Rehabilitation costs are estimated at 6.8 million in 2015 and 10 million in 2020. The share of the cost of rehabilitation has been so smaller screenings, only less than 1% of cancer related to the overall cost. Cancer prevalence increases, the importance of rehabilitation can grow, even though the incidence of cancers in people of working age does not appear to appreciably increase. However, rehabilitation is also needed to support the aging tyvien groups.

It is estimated that about 20% of cancer patients would benefit from rehabilitation, which would mean about 8 000 rehabilitation client, the client by the year 2025. This represents a considerably large resources need arises. Often rehabilitation support also needs to close. Today, the Social Insurance Institution and the Cancer Society organized by the Rehabilitation and about 2 000 clients annually participates in the adaptation and, the total cost of group activities are about two million a year. Also, hospitals provide rehabilitative activities to their customers, as well as hospitals and the Cancer Society of avomuotoista activity recently with cancer sufferers. Some of cancer patients require scale facility and medical rehabilitation, which form the majority of the cost Come rehabilitation.

Timely and correct type of rehabilitation work supports the return of people of working age, as well as contribute to the survival of older patients' everyday challenges, and thus reduce the need for hospital care. All in all, rehabilitative activities may be regarded as resources-saving society.

Cancer prevention costs

the cost of health promotion has been estimated to be approximately 1-2% of the total cost of health care. However, cancer prevention and health promotion could reduce cancer incidence and mortality and thus also the costs. The best example is lung cancer, whose incidence is relatively rapidly decreased among men. This cost impacts have been considerable. the effects of the adult population's smoking cessation appear quickly, rather than the effects of a reduction in youth smoking appear slowly, until decades later.

Preventable cancers include cutaneous melanoma, whose incidence is growing rapidly in particular among the more than 65 years of age for men and women under 65 years of age. Melanoma mortality does not seem to grow, but the prevalence therefore increasing rapidly. Surviving the melanoma sufferers estimated in 2025 to be almost 50% higher while now. This is likely to have effects in particular, the costs of cancer monitoring.

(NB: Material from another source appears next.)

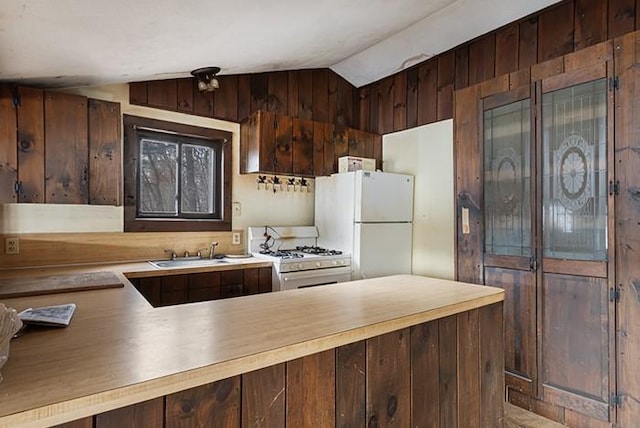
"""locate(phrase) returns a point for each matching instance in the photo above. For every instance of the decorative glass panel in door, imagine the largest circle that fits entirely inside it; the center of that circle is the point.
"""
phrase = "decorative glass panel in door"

the effects of changes in health care costs is difficult to predict. Primary care outpatient share growth is predicted for the development in 2010 of cancer treatment, which reviews the reports acetate, but its implementation with regard to cancer therapy has not been evaluated.

Specialized medical cancer are currently treated quite effectively, and at least the NCU in the light of the report's more cost-effectively than in the other Nordic countries.

RECOMMENDATIONS

• It is estimated the cost of cancer in 2015.

• evaluation of the cost is taken into account, as well as the direct costs of cancer (screening, diagnostic ka, treatment, rehabilitation, follow-up) and indirect costs (incl. disability).

• To monitor closely the development of cancer costs, taking into account epidemiological trends, as well as the development of diagnostics and treatments.

• Produce forecasts of changes in the cost of utilizing the Finnish Cancer Registry produced information on trends in cancer incidence, cancer mortality and prevalence.

• When assessing the cost of cancer is estimated also brought about by health promotion and screening nan with treatment costs savings.

• assessing the rehabilitation costs are taken into account also possible tuottavuuskustannus- of reduction (eg.

increased return to work after cancer), as well as the possible need for institutional care decline.

the assessment of cancer-related know-how costs are particularly THL in Tampere and Eastern Finland in universities and the Finnish Cancer Registry. knowledge of these operators utilized in the evaluation of the cost of cancer.